With the conclusion of the clinical study, total testosterone level and cortisol concentrations were both unchanged after the 50-day study period.

Arachidonic Acid and Inflammation

Inflammation is the body’s immune system way of fighting off infection and injury.  Eccentric and concentric muscle training can also result in an acute inflammation. Some disorders can also result in inflammation such as arthritis, allergies, asthma, obesity, atherosclerosis, and others. In theory, localized inflammatory may have the anabolic effect.

Arachidonic acid, when oxygenated, transforms into a variety of products, and some facilitate inflammatory reactions. Arachidonic acid is known to stimulate the production of pro-inflammatory prostaglandins and leukotrienes through in the COX (cyclooxygenase), LOX (lipoxygenase) and cytochrome P450 enzyme conversion process.

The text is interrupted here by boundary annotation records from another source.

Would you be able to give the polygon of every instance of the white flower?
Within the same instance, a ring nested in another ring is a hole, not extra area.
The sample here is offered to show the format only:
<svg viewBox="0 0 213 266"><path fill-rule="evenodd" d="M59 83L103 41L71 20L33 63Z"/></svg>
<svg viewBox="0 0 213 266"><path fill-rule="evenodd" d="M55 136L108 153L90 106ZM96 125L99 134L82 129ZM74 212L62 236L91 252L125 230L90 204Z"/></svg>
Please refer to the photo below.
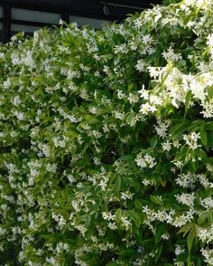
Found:
<svg viewBox="0 0 213 266"><path fill-rule="evenodd" d="M191 132L190 135L183 135L183 139L191 149L196 149L201 147L201 145L198 145L199 138L200 138L199 133Z"/></svg>
<svg viewBox="0 0 213 266"><path fill-rule="evenodd" d="M63 24L63 21L62 21L61 18L60 18L60 21L59 21L59 24L60 24L60 25L62 25L62 24Z"/></svg>
<svg viewBox="0 0 213 266"><path fill-rule="evenodd" d="M136 165L142 168L153 168L157 164L154 162L154 158L148 154L145 154L144 157L142 157L142 154L138 154L134 161L136 162Z"/></svg>
<svg viewBox="0 0 213 266"><path fill-rule="evenodd" d="M135 68L137 71L139 71L139 72L144 71L145 70L145 62L144 59L139 59L137 61L137 64L135 65Z"/></svg>
<svg viewBox="0 0 213 266"><path fill-rule="evenodd" d="M207 44L209 45L209 46L213 46L213 33L209 34L208 37L207 37Z"/></svg>
<svg viewBox="0 0 213 266"><path fill-rule="evenodd" d="M169 140L167 140L162 144L162 147L163 150L170 151L171 148L171 143L170 143Z"/></svg>
<svg viewBox="0 0 213 266"><path fill-rule="evenodd" d="M182 204L188 205L189 207L193 207L194 205L194 193L192 194L187 194L187 193L181 193L181 195L175 195L177 201Z"/></svg>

However, studies are showing mixed results.  It is being argued that the intake of omega-6 polyunsaturated fatty acids may lead to a conflict between omega-6 and omega-3 metabolism that can result in a lesser production of anti-inflammatory from omega-3.  On the test conducted on the human subjects, high intakes of omega-6 created no association with the inflammatory markers elevated level.

 However, consumption of arachidonic acid is known to aggravate symptoms of joint pains or active inflammatory disease, because it is presumed that the acid is being converted to inflammatory compounds.  It is therefore suggested that individuals who have the inflammatory disease do not consume high levels of arachidonic acid.